How do these quotes sit with you? Do they speak to certain parts of you — particular roles or identities that live near the root of who you are? Do they stir aspects of your True Self, the parts that “beg to be allowed, to be fulfilled, and to show themselves”?
I hope so.
This week, I found myself reflecting on Coelho’s idea of unbecoming. There have been times when I’ve tried to fit myself into roles that didn’t quite match me. For instance, my internal framework of what “a community organizer is” has sometimes been too narrow to include my actual strengths or to allow for my own limitations and needs. And it’s pretty difficult to do something well if the framework you’re using doesn’t make space for your best gifts — or for the grace, adaptation, and accommodations that your particular life requires.
I need to expand my sense of what these can be. But as I reflected on that, I realized I also need to attend to my own particularity — my gifts, my strengths, the at-the-core-of-myself callings. My deep-down, truest parts. The kinds of things illuminated by the quotes above.
True Self stuff. Deep Yes stuff.
So I sat down and asked myself, “What are the roles, archetypes, or identities that are central to me being… me?”
I wrote down five.
And simply naming them felt utterly invigorating. I don’t know if it was like the Captain Planet of myself coming together (1990s joke! You really should watch that goofy intro) but something powerful happened. I felt energized — and also physically settled — in a way that surprised me.
And none of these identities were new. Not one of them. I’ve known them for years. But naming them together felt like choosing them again. Reclaiming them again. These are the roles I can return to when I get off track (and I do). These are the ones I realign myself with… the ones rooted in a calling beyond myself… the ones that open space within me so I can make space for others.
So — you knew this was coming, right? — I’m going to invite you to do the same.
What are the roles, archetypes, and identities that are central to you being… you?

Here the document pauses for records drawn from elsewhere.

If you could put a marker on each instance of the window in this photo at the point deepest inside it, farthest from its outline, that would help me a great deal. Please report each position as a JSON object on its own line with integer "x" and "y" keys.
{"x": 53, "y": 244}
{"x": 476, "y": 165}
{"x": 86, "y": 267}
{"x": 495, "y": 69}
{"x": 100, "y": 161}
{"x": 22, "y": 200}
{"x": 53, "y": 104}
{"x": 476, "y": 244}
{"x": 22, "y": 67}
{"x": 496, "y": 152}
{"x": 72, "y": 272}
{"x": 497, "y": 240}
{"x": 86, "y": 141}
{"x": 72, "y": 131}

This morning, I’d like to share the Sunday Story from NPR’s Up First podcast. It aired yesterday morning, and this episode does a tremendous job lifting up the severe conditions that undocumented immigrants are facing in the United States, while also bringing home their humanity and casting a vision for a better future for them and our country. “This can bring us closer together if we let it,” one of the helpers says.
That being said, these needs are truly dire, and as immigrants and their children hide behind locked doors, this is a public health crisis with panic attacks, chest pain, isolation, and limited ability to access basic supplies.
We need to pay attention. If we dare to learn their languages, we need to love the people behind those languages. If we dare to enjoy their cuisines, we need to love the people behind those cultures. But of course, above all, if we ourselves want to step into our best humanity — simply because that is who we should be — we should love these people because they matter intrinsically and are our neighbors.